Biden’s Semiconductor Plan Faces Hurdles as Major Chip Manufacturers Encounter Delays

President Joe Biden’s ambitious plan to boost domestic chip manufacturing, as outlined in the CHIPS Act signed in August 2022, is reportedly facing significant challenges, according to The New York Times. The $39 billion initiative aimed at increasing chip production in the United States is encountering hurdles from major chip manufacturers, including Taiwan Semiconductor Manufacturing Company (TSMC), Intel, and Microchip Technology.

Building chip factories is a complex and costly process, requiring substantial funds and time. Challenges include worker issues, delays in construction schedules, and uncertainties about funding from the Biden administration. TSMC has postponed the completion of its first Arizona factory from 2024 to 2025 due to worker challenges, and the schedule for its second factory’s chip production has been pushed to 2027 or 2028 from the original target of 2026.
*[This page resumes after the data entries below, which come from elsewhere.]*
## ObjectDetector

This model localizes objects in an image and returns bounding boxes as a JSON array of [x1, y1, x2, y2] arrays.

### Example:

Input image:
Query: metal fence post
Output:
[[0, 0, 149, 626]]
Intel’s $20 billion investment in two Ohio factories is now expected to be completed in late 2026 instead of the initially anticipated 2025, influenced by current market conditions. Microchip Technology has reportedly deferred its growth plans, including machinery purchases, until the semiconductor market stabilizes.

While there has been no outright failure in the program, observers stress the importance of seeing progress and actualizing the construction of these chip factories in the next few years for the initiative to be considered a success.

The Biden administration aims to bolster the semiconductor sector in the U.S. and reduce dependence on Chinese-made chips. The Commerce Department, responsible for overseeing the CHIPS Act, is set to distribute significant funds later in the year. However, there have been only three grants issued by the Commerce Department so far.

As the semiconductor plan faces challenges, its progress will likely become a focal point in Biden’s 2024 campaign. Requests for comments from the White House, Commerce Department, TSMC, Intel, and Microchip remained unanswered at the time of reporting.